Estudié un rato y comprendí mi oportunidad; luego dije:
—Bueno, varias veces vi entrar a los negros.
Los dos dieron un pequeño salto y pusieron primero expresiones de no haberlo esperado nunca, y luego de sí haberlo esperado. Entonces el duque dijo:
—¿Qué? ¿Todos ellos?
—No…, por lo menos no todos a la vez…, eso es; no creo que haya visto a todos salir juntos, excepto una vez.
—¡Oye! ¿Cuándo fue?
—Fue el día de los funerales. Por la mañana. No era temprano, porque yo me quedé dormido hasta tarde. Empecé a bajar la escalerita cuando los vi.

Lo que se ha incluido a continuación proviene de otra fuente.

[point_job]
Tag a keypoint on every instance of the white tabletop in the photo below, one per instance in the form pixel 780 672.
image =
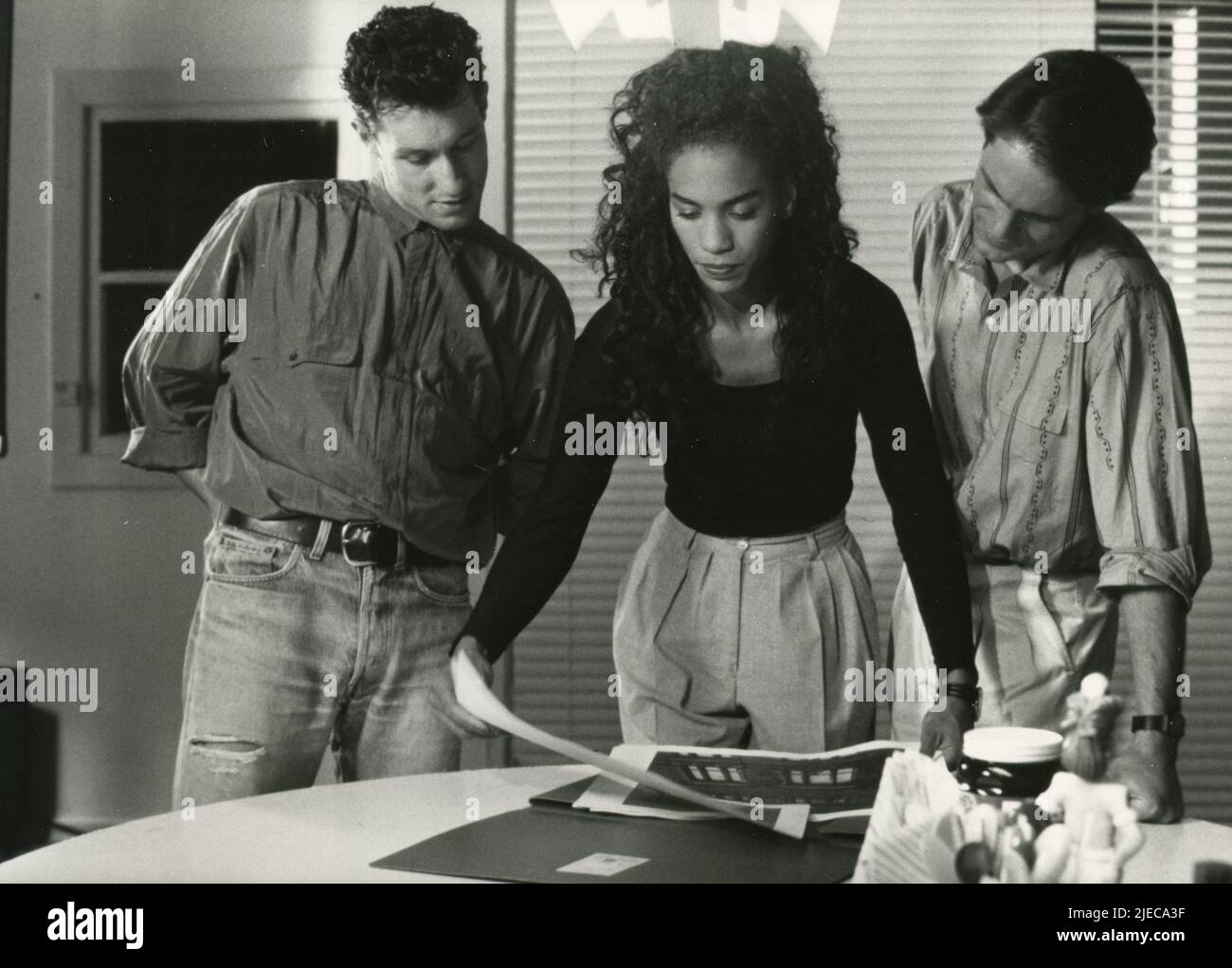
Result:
pixel 334 832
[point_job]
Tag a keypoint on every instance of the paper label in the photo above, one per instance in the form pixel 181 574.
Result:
pixel 602 865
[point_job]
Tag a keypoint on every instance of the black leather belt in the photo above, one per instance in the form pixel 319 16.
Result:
pixel 358 541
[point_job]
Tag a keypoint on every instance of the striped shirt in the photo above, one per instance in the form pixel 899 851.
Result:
pixel 1062 403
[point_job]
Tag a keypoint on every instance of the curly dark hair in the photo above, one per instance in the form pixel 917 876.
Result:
pixel 1087 119
pixel 695 97
pixel 414 57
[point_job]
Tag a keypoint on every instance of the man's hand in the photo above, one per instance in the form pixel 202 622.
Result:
pixel 943 730
pixel 1149 771
pixel 444 702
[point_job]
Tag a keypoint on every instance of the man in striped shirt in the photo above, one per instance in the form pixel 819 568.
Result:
pixel 1060 390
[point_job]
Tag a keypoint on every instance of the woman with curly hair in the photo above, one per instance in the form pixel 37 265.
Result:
pixel 738 320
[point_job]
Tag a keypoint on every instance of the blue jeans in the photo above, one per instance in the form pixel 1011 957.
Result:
pixel 288 655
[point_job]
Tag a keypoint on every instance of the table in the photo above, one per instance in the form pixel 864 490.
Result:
pixel 333 832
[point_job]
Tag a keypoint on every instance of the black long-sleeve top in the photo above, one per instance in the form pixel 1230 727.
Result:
pixel 755 462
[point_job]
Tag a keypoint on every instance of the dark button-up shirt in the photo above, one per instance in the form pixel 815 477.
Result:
pixel 389 370
pixel 1072 449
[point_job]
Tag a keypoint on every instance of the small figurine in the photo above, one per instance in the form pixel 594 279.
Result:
pixel 1088 724
pixel 1099 831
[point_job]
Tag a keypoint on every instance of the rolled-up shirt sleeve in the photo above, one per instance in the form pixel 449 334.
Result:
pixel 1142 462
pixel 172 372
pixel 534 405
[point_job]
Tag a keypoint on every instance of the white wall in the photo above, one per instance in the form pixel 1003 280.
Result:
pixel 91 577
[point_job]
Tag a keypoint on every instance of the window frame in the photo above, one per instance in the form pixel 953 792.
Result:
pixel 82 454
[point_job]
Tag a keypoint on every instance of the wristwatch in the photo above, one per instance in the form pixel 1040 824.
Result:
pixel 971 694
pixel 1173 726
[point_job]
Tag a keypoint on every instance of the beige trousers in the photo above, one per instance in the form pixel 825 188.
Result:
pixel 744 643
pixel 1036 636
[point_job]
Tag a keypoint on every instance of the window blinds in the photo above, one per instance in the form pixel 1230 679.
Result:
pixel 1182 54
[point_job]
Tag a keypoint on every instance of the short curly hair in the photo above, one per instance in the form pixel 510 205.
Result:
pixel 1084 118
pixel 413 57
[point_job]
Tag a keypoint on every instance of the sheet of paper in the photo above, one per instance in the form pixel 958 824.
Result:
pixel 475 696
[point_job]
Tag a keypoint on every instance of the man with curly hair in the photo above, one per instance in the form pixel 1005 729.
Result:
pixel 387 413
pixel 1062 402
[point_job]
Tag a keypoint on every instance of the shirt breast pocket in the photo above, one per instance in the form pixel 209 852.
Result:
pixel 1034 423
pixel 333 339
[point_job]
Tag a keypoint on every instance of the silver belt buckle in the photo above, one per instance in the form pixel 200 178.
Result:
pixel 348 532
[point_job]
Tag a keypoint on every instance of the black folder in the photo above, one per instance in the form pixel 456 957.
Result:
pixel 534 842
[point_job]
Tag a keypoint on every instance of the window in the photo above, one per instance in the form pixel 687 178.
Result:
pixel 161 184
pixel 142 179
pixel 1182 54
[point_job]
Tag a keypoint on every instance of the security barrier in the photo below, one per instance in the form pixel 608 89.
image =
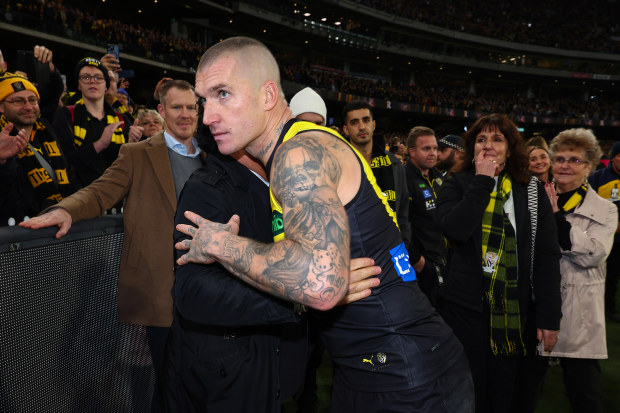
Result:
pixel 61 347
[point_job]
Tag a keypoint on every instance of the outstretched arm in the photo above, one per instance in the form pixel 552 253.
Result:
pixel 311 266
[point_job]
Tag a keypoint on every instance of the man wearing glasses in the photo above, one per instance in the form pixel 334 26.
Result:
pixel 90 131
pixel 33 170
pixel 148 176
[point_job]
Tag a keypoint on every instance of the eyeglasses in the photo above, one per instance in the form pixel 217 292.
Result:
pixel 88 78
pixel 571 161
pixel 21 102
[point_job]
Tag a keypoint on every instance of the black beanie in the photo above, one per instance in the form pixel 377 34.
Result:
pixel 91 61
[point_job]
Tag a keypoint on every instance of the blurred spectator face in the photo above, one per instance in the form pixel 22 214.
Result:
pixel 91 83
pixel 180 113
pixel 445 154
pixel 445 159
pixel 21 108
pixel 151 126
pixel 311 117
pixel 539 162
pixel 359 126
pixel 567 172
pixel 424 154
pixel 3 64
pixel 615 163
pixel 494 145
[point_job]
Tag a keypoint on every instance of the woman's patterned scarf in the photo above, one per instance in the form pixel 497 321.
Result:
pixel 499 269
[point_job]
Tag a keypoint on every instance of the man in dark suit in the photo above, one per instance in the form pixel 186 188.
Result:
pixel 148 177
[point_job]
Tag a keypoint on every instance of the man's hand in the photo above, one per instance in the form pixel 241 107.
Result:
pixel 106 137
pixel 202 237
pixel 123 83
pixel 56 216
pixel 549 338
pixel 44 55
pixel 135 132
pixel 11 145
pixel 111 62
pixel 552 194
pixel 360 281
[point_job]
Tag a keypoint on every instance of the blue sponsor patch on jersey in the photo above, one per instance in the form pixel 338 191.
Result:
pixel 400 258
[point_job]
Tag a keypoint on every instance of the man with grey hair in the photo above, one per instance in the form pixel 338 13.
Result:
pixel 391 350
pixel 309 106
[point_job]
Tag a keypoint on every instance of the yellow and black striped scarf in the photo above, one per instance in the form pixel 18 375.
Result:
pixel 499 269
pixel 80 122
pixel 45 143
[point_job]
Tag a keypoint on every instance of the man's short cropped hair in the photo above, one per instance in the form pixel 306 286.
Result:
pixel 177 84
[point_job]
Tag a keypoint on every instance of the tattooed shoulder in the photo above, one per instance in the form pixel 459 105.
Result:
pixel 304 163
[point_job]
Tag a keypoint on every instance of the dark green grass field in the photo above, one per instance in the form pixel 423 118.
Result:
pixel 553 399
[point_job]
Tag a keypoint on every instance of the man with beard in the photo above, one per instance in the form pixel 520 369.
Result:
pixel 391 350
pixel 428 247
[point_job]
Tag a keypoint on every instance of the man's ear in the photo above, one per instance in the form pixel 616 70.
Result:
pixel 272 94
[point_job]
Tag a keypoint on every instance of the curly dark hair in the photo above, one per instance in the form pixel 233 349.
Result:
pixel 517 163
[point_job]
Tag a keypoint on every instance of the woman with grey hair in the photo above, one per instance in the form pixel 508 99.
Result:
pixel 586 226
pixel 148 123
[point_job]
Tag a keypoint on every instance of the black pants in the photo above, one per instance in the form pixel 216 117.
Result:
pixel 611 280
pixel 494 377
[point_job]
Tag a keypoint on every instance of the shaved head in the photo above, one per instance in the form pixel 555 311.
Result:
pixel 254 59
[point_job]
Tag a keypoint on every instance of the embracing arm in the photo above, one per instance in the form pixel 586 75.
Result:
pixel 310 266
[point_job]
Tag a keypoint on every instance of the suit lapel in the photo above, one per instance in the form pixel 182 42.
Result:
pixel 160 162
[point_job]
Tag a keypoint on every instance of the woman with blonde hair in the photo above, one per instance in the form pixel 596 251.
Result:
pixel 586 226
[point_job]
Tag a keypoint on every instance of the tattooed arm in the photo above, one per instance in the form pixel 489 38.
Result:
pixel 311 266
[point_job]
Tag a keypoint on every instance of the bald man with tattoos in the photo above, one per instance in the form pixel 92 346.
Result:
pixel 391 350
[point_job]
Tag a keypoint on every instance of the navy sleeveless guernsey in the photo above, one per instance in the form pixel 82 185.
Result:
pixel 393 339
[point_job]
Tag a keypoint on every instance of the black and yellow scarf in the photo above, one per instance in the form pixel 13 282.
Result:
pixel 499 269
pixel 381 166
pixel 80 121
pixel 575 199
pixel 45 186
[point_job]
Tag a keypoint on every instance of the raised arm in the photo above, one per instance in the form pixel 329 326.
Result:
pixel 311 266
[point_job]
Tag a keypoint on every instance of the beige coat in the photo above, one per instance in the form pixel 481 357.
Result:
pixel 142 176
pixel 582 328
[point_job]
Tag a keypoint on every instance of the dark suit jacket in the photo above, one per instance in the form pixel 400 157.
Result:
pixel 462 201
pixel 142 177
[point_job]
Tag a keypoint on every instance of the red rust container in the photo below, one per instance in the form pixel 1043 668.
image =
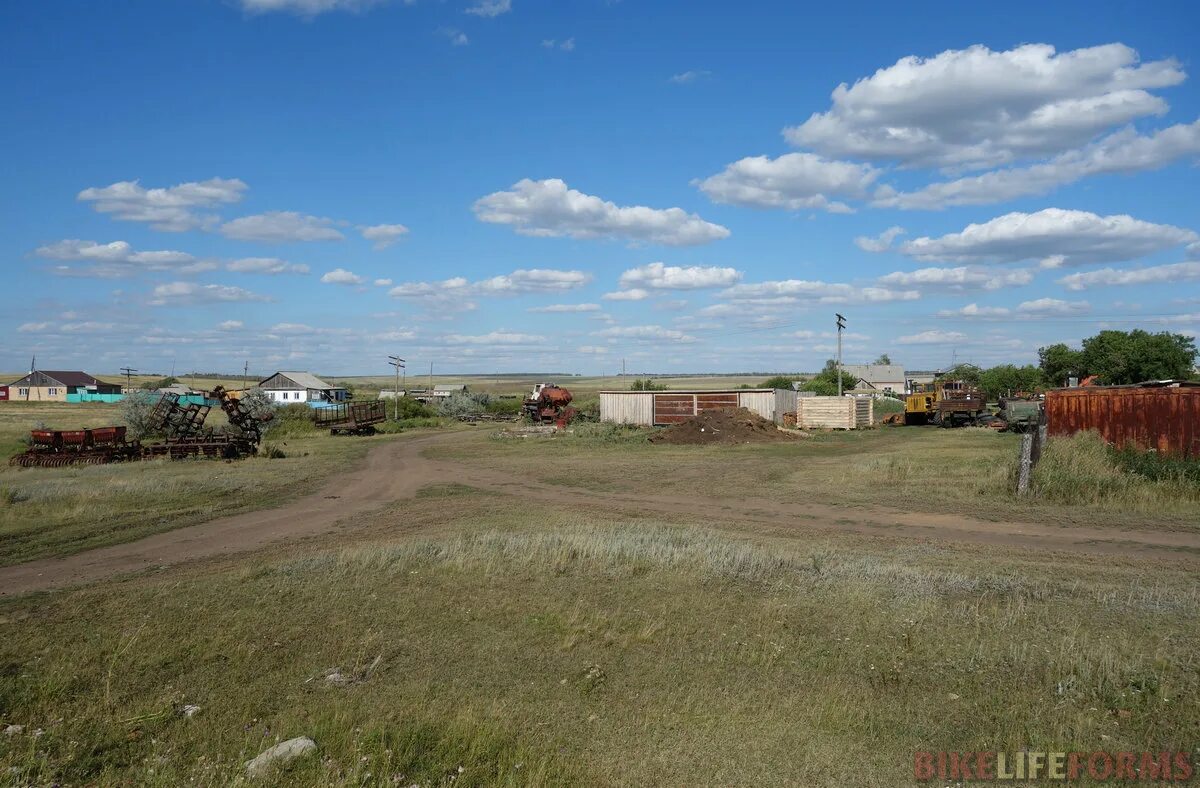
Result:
pixel 1163 419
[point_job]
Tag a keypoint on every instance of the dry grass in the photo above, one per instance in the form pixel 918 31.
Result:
pixel 1083 470
pixel 55 511
pixel 597 651
pixel 969 471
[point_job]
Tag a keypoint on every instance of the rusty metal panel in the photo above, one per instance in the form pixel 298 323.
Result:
pixel 1161 419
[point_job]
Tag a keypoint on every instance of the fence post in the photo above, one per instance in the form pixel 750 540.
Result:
pixel 1023 479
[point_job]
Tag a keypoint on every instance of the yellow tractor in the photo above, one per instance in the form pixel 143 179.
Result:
pixel 946 403
pixel 921 405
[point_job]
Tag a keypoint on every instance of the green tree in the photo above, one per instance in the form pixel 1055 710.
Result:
pixel 1059 362
pixel 967 372
pixel 1133 356
pixel 825 383
pixel 1007 379
pixel 137 408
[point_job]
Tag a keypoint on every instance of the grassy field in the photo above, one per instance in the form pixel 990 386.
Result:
pixel 54 511
pixel 498 643
pixel 969 471
pixel 474 638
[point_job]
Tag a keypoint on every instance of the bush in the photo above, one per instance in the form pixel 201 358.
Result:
pixel 605 432
pixel 291 421
pixel 409 408
pixel 508 407
pixel 1081 469
pixel 465 404
pixel 270 451
pixel 1155 467
pixel 137 409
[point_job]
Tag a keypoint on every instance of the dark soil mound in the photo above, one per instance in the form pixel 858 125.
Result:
pixel 725 426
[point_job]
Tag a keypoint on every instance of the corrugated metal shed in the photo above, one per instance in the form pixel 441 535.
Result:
pixel 834 413
pixel 1159 417
pixel 651 408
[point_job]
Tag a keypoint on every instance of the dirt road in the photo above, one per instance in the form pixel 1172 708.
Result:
pixel 396 470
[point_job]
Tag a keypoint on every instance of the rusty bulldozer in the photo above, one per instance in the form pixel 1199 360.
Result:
pixel 183 426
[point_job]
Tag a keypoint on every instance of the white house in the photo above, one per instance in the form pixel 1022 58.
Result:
pixel 287 388
pixel 877 378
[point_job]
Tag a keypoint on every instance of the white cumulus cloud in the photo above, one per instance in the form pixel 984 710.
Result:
pixel 565 308
pixel 117 259
pixel 801 290
pixel 1061 236
pixel 935 336
pixel 975 108
pixel 281 227
pixel 490 7
pixel 550 209
pixel 646 334
pixel 1054 307
pixel 187 293
pixel 271 265
pixel 172 209
pixel 1123 151
pixel 341 276
pixel 880 244
pixel 659 276
pixel 792 181
pixel 383 235
pixel 976 311
pixel 1115 277
pixel 959 278
pixel 634 294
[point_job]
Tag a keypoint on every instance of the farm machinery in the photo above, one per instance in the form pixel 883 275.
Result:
pixel 183 426
pixel 549 403
pixel 946 403
pixel 351 417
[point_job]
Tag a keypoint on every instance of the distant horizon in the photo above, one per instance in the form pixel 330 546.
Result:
pixel 573 184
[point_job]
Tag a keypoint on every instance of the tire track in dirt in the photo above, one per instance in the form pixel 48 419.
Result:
pixel 397 470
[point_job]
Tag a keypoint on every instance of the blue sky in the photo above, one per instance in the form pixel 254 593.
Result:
pixel 520 185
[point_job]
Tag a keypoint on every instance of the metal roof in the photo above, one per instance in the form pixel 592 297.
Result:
pixel 69 378
pixel 303 380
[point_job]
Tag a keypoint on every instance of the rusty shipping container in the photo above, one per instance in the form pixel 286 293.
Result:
pixel 1152 417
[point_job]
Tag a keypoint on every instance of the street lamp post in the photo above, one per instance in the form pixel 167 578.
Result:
pixel 397 364
pixel 841 325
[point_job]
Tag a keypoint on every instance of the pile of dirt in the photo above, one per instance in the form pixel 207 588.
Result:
pixel 724 426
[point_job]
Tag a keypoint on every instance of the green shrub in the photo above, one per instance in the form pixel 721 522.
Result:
pixel 292 421
pixel 1081 469
pixel 465 404
pixel 605 432
pixel 1155 467
pixel 507 407
pixel 270 451
pixel 409 408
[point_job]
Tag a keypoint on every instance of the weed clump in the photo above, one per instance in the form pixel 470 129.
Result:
pixel 1084 470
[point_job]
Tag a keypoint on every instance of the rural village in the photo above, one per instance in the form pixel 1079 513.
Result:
pixel 883 473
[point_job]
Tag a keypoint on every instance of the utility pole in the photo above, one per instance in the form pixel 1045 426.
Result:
pixel 841 325
pixel 399 364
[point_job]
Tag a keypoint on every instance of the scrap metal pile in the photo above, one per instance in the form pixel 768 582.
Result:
pixel 183 426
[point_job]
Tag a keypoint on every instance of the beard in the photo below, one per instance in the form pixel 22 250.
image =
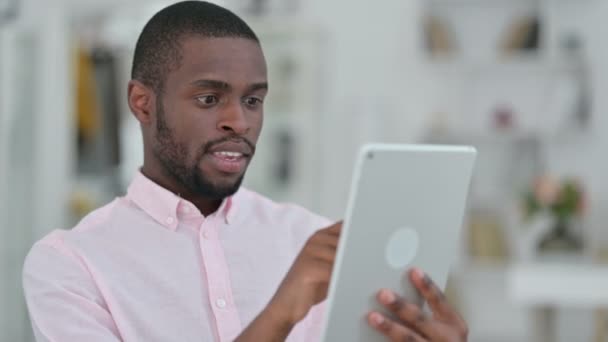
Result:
pixel 173 156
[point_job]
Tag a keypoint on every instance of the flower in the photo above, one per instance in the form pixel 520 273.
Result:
pixel 564 199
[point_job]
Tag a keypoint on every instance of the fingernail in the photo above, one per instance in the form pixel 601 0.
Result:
pixel 377 318
pixel 418 273
pixel 387 297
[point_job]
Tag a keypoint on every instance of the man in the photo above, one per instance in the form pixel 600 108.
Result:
pixel 187 254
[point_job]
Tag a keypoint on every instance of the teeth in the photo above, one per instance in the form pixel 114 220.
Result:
pixel 229 154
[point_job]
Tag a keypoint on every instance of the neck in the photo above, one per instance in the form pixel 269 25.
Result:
pixel 205 205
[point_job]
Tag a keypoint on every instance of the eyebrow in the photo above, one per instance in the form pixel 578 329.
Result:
pixel 225 86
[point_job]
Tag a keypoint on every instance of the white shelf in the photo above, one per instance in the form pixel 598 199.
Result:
pixel 518 64
pixel 563 284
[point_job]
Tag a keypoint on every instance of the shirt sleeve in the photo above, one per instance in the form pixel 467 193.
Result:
pixel 63 301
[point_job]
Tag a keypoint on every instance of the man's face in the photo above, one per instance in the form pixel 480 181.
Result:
pixel 210 114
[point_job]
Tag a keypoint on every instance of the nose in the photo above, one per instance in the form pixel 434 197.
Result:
pixel 233 120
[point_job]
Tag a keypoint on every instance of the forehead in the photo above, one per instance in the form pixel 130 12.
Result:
pixel 232 60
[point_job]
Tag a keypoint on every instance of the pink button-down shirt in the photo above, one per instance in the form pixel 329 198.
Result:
pixel 149 267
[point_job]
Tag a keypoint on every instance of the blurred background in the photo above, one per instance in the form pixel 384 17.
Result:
pixel 522 80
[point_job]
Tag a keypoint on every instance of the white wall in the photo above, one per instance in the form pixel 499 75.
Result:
pixel 36 153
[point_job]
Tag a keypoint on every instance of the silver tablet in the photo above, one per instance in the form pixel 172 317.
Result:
pixel 405 209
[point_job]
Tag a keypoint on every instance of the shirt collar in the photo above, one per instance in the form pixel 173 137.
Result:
pixel 162 205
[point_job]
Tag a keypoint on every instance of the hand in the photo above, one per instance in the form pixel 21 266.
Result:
pixel 413 325
pixel 307 281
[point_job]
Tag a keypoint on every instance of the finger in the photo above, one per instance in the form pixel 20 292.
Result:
pixel 326 239
pixel 433 295
pixel 323 252
pixel 410 314
pixel 334 229
pixel 393 330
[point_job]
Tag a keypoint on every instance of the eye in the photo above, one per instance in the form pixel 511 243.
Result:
pixel 253 101
pixel 207 100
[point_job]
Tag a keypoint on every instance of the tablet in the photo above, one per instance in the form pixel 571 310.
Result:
pixel 405 209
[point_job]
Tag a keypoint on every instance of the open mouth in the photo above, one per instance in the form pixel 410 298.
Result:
pixel 229 162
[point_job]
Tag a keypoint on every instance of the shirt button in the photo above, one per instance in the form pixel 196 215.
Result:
pixel 220 303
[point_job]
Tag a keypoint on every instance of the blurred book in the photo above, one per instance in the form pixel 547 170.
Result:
pixel 522 35
pixel 438 37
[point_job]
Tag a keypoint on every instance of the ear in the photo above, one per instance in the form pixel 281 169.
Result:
pixel 141 101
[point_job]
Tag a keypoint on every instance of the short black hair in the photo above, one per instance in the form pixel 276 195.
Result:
pixel 158 49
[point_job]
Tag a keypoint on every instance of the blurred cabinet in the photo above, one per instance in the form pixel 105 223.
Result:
pixel 286 165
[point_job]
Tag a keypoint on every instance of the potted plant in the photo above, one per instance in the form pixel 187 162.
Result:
pixel 565 203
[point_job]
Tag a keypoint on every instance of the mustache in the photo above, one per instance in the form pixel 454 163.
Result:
pixel 232 139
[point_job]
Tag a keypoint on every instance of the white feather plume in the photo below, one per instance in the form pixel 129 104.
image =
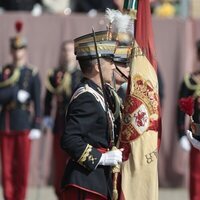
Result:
pixel 123 23
pixel 110 14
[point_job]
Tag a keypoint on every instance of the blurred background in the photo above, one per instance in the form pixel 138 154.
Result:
pixel 47 23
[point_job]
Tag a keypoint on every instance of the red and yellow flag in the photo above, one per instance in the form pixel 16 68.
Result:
pixel 140 124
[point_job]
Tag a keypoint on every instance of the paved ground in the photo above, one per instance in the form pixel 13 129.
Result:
pixel 47 193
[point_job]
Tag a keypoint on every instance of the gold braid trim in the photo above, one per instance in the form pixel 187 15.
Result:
pixel 65 85
pixel 12 79
pixel 117 103
pixel 195 87
pixel 85 154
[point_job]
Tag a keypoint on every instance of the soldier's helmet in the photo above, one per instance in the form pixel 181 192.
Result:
pixel 85 46
pixel 18 41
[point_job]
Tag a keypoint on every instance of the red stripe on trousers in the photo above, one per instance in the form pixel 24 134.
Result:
pixel 15 153
pixel 74 193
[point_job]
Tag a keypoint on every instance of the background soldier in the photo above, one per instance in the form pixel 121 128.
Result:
pixel 86 137
pixel 19 87
pixel 190 87
pixel 60 84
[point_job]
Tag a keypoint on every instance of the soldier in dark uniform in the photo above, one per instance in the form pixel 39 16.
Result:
pixel 190 87
pixel 19 88
pixel 60 84
pixel 87 135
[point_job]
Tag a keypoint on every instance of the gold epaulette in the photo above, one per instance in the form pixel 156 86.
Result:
pixel 193 86
pixel 65 85
pixel 33 68
pixel 11 80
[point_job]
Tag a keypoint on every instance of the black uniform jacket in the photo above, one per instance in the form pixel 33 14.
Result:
pixel 16 116
pixel 189 87
pixel 86 132
pixel 55 88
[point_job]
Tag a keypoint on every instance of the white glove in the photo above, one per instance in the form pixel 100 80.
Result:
pixel 22 96
pixel 34 134
pixel 195 143
pixel 111 158
pixel 37 10
pixel 47 122
pixel 185 144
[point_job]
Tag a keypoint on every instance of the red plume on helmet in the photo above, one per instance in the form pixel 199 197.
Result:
pixel 18 26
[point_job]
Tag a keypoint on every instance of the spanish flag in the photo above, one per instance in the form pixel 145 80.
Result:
pixel 141 118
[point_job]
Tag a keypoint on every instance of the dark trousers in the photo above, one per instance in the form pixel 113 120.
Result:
pixel 74 193
pixel 15 153
pixel 60 159
pixel 194 174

—Bien, ¡sigue, sigue! ¿Qué hicieron? ¿Cómo se comportaron?
—No hicieron nada. Y no se comportaron de ninguna manera especial que yo notara. Se fueron de puntillas; entendí fácilmente que se habían metido ahí a arreglar el cuarto de tu majestad, o algo así, creyendo que estabas levantado, y encontraron que no te habías levantado; y así, saliendo de puntillas, esperaban escabullirse de dificultades sin despertarte, si no te habían despertado ya.
—¡Demonio! ¡Esto es el colmo! —dijo el rey; y ambos parecían bastante enfermos y no poco atontados. Se quedaron pensando y rascándose la cabeza un minuto, y el duque soltó una especie de risita ronca, y dijo:
—Lo que te deja de una pieza es ver cómo jugaron esos negros su carta. ¡Fingían sentirlo mucho al tener que irse de esta zona! Y yo creía que sí lo sentían, y tú también lo creías y todo el mundo. No me digas nunca que un negro no tiene talento histrionico. Pues con su manera de actuar habrían engañado a cualquiera. En mi opinión, valen una fortuna. Si yo tuviera capital y un teatro, no me buscaría mejor equipo que ese… Y pensar que los hemos vendido por cuatro cuartos. Sí, y sin poder gastarlos todavía. Por cierto, ¿dónde están? ¿Dónde está el giro?
—En el banco, esperando a que se pueda cobrar. ¿Dónde pensabas que estaría?
—Bueno, eso está bien, gracias a Dios.
Dije yo, algo tímido:
—¿Algo ha ido mal?
El rey giró hacia mí, enfadado, y dijo:
—¡No te importa! Tú, cállate la boca y métete en tus propios asuntos…, si los tienes. Mientras estemos en este pueblo, no lo olvides…, ¿me oyes?
Luego dijo al duque:
—Tenemos que tragárnoslo y quedar callados: ni una palabra; silencio.
Mientras empezaban a bajar la escalerita, el duque soltó otra risa ahogada, y dijo:
—¡Ventas rápidas y ganancias pequeñas! No es un mal negocio, no.
El rey se volvió furioso contra él y dijo:
—Yo creía que sería mejor venderlos con tanta rapidez. Si las ganancias han resultado ser nulas, y más que nulas, ¿tengo yo más culpa que tú?
—Bueno, ellos estarían todavía en esta casa, y nosotros no, si alguien hubiera escuchado mis consejos.
El rey le replicó tan insolente como le era posible en esa situación, y luego cambió de rumbo y me atacó a mí otra vez. Me puso como un trapo por no ir y decirle que vi a los negros salir de su cuarto de esa manera… Dijo que cualquier tonto habría sabido que pasaba algo. Y luego volvió a la carga y maldijo de sí mismo un rato, y dijo que todo fue resultado de no haberse quedado esa mañana en la cama para tomar su descanso natural, y se vería entre los diablos antes de hacerlo otra vez. Así se marcharon refunfuñando, y me alegré muchísimo de haberles echado la culpa a los negros, y además sin causarles ningún daño al hacerlo.